Existing phone systems are driven by a very reliable but somewhat inefficient method for connecting calls called circuit switching.
Circuit switching is a very basic concept that has been used by telephone networks for wee over 100 years. When a call is made between two parties, the connection is maintained for the duration of the call. Because you’re connecting two points in both directions, the connection is called a circuit. This is the foundation of the Public Switched Telephone Network (PSTN).

This how a typical telephone call works:
1. You pick up the receiver and listen for a dial tone. This lets you know that you have a connection to the local office of your telephone carrier.
2. You dial the number of the party you wish to talk to.
3. The call is routed through the switch at your local exchange to the party you are calling.
4. A connection is made between your telephone and the other party’s line using several interconnected switches along the way.
5. The phone you are calling rings, and someone answers.
6. The circuit opens.
7. You talk for a period of time and then hang up.
8. Hanging up, causes the circuit to close, freeing your line and all the lines in between.

Let’s say you talk for 20 minutes. During this time, the circuit is continuously open between the two phones. In the early phone system, up until 1960 or so, every call had to have a dedicated wire stretching from one end of the call to the other for the duration of the call. So if you were in London and you wanted to call Manchester, the switches between London and Manchester would connect pieces of copper wire all the way across the United Kingdom. You would use all those pieces of wire just for your call for the full 20 minutes. You paid a lot for the call, because you actually owned a 220-mile-long copper wire for 20 minutes.

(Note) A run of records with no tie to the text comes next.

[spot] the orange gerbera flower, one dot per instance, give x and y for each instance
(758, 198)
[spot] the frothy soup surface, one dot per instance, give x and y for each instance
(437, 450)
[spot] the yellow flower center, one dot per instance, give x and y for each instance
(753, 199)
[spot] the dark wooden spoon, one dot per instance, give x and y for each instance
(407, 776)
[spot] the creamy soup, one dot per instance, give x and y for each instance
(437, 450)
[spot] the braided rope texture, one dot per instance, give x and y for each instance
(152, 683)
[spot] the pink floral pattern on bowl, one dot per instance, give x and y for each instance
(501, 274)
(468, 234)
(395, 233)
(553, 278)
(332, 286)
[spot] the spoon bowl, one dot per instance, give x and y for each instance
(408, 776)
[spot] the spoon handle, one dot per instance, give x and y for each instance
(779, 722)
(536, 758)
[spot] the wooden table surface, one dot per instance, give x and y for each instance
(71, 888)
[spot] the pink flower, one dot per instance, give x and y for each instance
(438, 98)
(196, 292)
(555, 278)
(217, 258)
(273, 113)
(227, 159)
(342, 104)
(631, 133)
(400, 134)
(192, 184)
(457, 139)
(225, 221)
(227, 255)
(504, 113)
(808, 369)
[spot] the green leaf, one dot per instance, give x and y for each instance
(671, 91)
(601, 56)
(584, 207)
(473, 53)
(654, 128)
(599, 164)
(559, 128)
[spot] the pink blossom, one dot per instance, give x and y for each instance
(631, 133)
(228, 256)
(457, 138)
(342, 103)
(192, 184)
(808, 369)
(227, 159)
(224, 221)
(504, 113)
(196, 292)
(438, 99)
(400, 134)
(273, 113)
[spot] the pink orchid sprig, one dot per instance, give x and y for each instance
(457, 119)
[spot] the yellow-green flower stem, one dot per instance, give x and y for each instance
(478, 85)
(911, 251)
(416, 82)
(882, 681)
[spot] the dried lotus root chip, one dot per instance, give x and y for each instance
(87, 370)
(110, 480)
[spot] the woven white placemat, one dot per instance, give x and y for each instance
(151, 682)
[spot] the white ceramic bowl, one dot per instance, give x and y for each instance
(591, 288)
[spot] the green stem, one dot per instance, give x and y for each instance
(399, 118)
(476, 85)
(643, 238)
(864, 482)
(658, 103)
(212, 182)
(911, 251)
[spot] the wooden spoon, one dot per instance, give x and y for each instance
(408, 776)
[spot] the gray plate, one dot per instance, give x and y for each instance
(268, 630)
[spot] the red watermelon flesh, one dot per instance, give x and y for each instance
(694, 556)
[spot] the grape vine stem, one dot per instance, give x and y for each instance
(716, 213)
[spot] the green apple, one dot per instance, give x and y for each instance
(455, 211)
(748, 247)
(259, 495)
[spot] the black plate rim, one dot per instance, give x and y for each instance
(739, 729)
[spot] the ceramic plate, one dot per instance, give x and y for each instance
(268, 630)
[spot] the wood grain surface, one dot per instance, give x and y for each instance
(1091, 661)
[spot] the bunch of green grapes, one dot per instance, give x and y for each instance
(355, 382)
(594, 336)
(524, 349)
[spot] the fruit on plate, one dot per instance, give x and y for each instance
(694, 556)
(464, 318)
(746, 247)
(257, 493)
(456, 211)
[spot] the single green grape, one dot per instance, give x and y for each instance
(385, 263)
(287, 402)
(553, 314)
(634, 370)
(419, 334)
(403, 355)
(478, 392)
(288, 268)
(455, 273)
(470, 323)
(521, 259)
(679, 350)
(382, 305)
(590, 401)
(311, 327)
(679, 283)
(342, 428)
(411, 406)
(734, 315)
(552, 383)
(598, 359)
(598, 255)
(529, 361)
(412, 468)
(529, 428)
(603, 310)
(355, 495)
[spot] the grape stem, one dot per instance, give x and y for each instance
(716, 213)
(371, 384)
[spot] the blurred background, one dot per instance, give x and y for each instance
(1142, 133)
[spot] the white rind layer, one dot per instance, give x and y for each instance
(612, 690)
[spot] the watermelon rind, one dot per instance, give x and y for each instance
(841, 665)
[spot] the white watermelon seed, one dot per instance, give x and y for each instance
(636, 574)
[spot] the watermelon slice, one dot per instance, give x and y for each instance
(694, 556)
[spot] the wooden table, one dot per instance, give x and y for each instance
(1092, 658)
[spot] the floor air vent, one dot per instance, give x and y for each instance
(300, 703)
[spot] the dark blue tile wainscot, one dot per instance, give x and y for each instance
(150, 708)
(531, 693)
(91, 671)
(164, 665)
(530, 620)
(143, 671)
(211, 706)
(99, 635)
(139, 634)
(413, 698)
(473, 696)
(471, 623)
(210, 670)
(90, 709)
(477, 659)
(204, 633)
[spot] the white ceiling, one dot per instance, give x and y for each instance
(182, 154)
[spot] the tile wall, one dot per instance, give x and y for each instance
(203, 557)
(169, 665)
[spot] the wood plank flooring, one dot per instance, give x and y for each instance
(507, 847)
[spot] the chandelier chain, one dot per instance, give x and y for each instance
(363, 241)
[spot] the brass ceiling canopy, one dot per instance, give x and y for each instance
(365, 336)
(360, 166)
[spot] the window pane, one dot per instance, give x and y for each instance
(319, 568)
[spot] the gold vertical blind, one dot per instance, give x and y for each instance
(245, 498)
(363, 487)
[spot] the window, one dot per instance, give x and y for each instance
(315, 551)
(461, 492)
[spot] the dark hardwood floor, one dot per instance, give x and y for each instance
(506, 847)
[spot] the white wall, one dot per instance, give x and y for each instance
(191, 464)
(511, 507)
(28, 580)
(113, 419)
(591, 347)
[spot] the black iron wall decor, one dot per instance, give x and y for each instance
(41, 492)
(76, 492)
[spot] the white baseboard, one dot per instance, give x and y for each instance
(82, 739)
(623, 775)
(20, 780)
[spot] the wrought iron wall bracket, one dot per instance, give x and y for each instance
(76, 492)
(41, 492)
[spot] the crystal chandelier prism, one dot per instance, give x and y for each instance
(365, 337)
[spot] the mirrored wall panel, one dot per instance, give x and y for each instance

Telephone conversations over today’s traditional phone network are somewhat more efficient and they cost a lot less. Your voice is digitized and your voice along with thousands of others can be combined onto a single fiber optic cable for much of the journey (there’s still a dedicated piece of copper wire going into your home though). These calls are transmitted at a fixed rate of 64 kilobits per second (Kbps) in each direction, for a total transmission rate of 128 Kbps. Since there are 8 kilobits (Kb) in a kilobyte (KB), this translates to a transmission of 16 KB each second the circuit is open, and 960 KB every minute it’s open. In a 20-minute conversation, the total transmission is 19,200 KB, which is roughly equal to 20 megabytes If you look at a typical phone conversation, much of this transmitted data is wasted.